Publié dans le New England Journal of Medicine et présenté au congrès annuel de l’American Society of Clinical Oncology, l’essai de phase 3 a comparé le daraxonrasib à une chimiothérapie chez 500 patients déjà traités pour un adénocarcinome canalaire pancréatique métastatique. 252 ont reçu une chimiothérapie, 248 cette pilule prise trois fois par jour. La survie médiane a atteint 13,2 mois avec le daraxonrasib, presque le double du bras chimiothérapie. Le traitement a aussi ralenti la progression de la maladie et mieux préservé la qualité de vie.
Un essai de phase 3 qui sort du lot
Ce n’est pas seulement une question de survie. Eileen O’Reilly, oncologue à Memorial Sloan Kettering Cancer Center et autrice principale, explique que le médicament a doublé la durée de contrôle de la croissance tumorale, presque triplé la capacité à faire diminuer la tumeur, et maintenu plus longtemps la qualité de vie par rapport au traitement habituel.
Et ça compte, quand les options sont maigres après une première ligne de chimiothérapie.
Pourquoi cette pilule agit différemment
Près de 92% des participants avaient une mutation du gène KRAS. Ce n’est pas un détail. Ces mutations sont présentes dans plus de 90% des cancers du pancréas et dans environ 20% de l’ensemble des cancers, notamment certains cancers du poumon et colorectaux.
Le daraxonrasib cible KRAS, mais aussi d’autres mutations de la famille RAS. Selon Eileen O’Reilly, il se fixe à une protéine à l’intérieur de la cellule et agit comme une « colle moléculaire » sur la forme activée de RAS. Effet recherché, couper le signal qui pousse les cellules cancéreuses à croître et à se disséminer.
Un vrai signal, avec des limites à garder en tête
Il y a quand même deux réserves. Tracy Proverbs-Singh, du John Theurer Cancer Center à Hackensack University Medical Center, rappelle que l’essai était en ouvert, donc les patients savaient quel traitement ils recevaient, et qu’il était financé par Revolution Medicines, le fabricant.

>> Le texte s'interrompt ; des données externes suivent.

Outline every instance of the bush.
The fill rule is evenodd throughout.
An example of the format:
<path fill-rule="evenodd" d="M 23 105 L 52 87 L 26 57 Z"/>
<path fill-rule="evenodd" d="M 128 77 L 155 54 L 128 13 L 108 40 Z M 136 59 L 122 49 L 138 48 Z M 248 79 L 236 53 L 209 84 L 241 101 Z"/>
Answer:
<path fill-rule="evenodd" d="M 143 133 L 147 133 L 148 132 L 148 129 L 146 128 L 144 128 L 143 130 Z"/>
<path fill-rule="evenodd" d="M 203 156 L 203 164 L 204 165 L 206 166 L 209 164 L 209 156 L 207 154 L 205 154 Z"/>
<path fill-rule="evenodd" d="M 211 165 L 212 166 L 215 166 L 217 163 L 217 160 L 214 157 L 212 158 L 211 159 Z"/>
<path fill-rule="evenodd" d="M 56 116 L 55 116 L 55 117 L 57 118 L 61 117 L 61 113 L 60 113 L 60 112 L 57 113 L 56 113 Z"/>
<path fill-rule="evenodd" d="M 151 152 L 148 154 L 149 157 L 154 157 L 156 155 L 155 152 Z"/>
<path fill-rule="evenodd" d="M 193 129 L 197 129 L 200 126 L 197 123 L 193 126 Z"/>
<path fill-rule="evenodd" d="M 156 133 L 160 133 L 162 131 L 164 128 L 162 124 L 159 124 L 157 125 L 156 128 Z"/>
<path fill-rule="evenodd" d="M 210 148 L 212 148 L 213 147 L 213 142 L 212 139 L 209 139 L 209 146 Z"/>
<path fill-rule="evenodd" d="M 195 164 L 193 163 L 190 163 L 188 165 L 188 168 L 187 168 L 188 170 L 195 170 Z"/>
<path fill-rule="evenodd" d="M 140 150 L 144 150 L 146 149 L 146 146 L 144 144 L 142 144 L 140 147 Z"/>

Mais le contexte pèse lourd. Le taux de survie à cinq ans du cancer du pancréas n’est que de 13%, le plus faible parmi les grands cancers, et il n’existe pas de thérapie ciblée déjà approuvée pour cette maladie. Pashtoon Kasi, de City of Hope Orange County, estime que les mots « révolutionnaire » et « change la donne » sont ici justifiés.
Ce que cela peut changer maintenant
Pour l’instant, ces résultats concernent le cancer du pancréas métastatique. Mais des essais sont déjà en cours dans des formes localisées et dans d’autres situations de la maladie. Des études évaluent aussi le daraxonrasib dans d’autres cancers alimentés par des mutations KRAS.
Côté accès, la FDA a placé le médicament sur une voie d’examen accélérée. Eileen O’Reilly dit espérer une approbation dans les prochains mois. En attendant, certains patients pourraient y accéder via les programmes d’usage compassionnel ou d’accès élargi. La FDA a d’ailleurs autorisé le 1er mai Revolution Medicines à fournir le traitement dans ce cadre. Pour les patients concernés, ce n’est pas abstrait. C’est une option de plus, et dans cette maladie, c’est déjà beaucoup.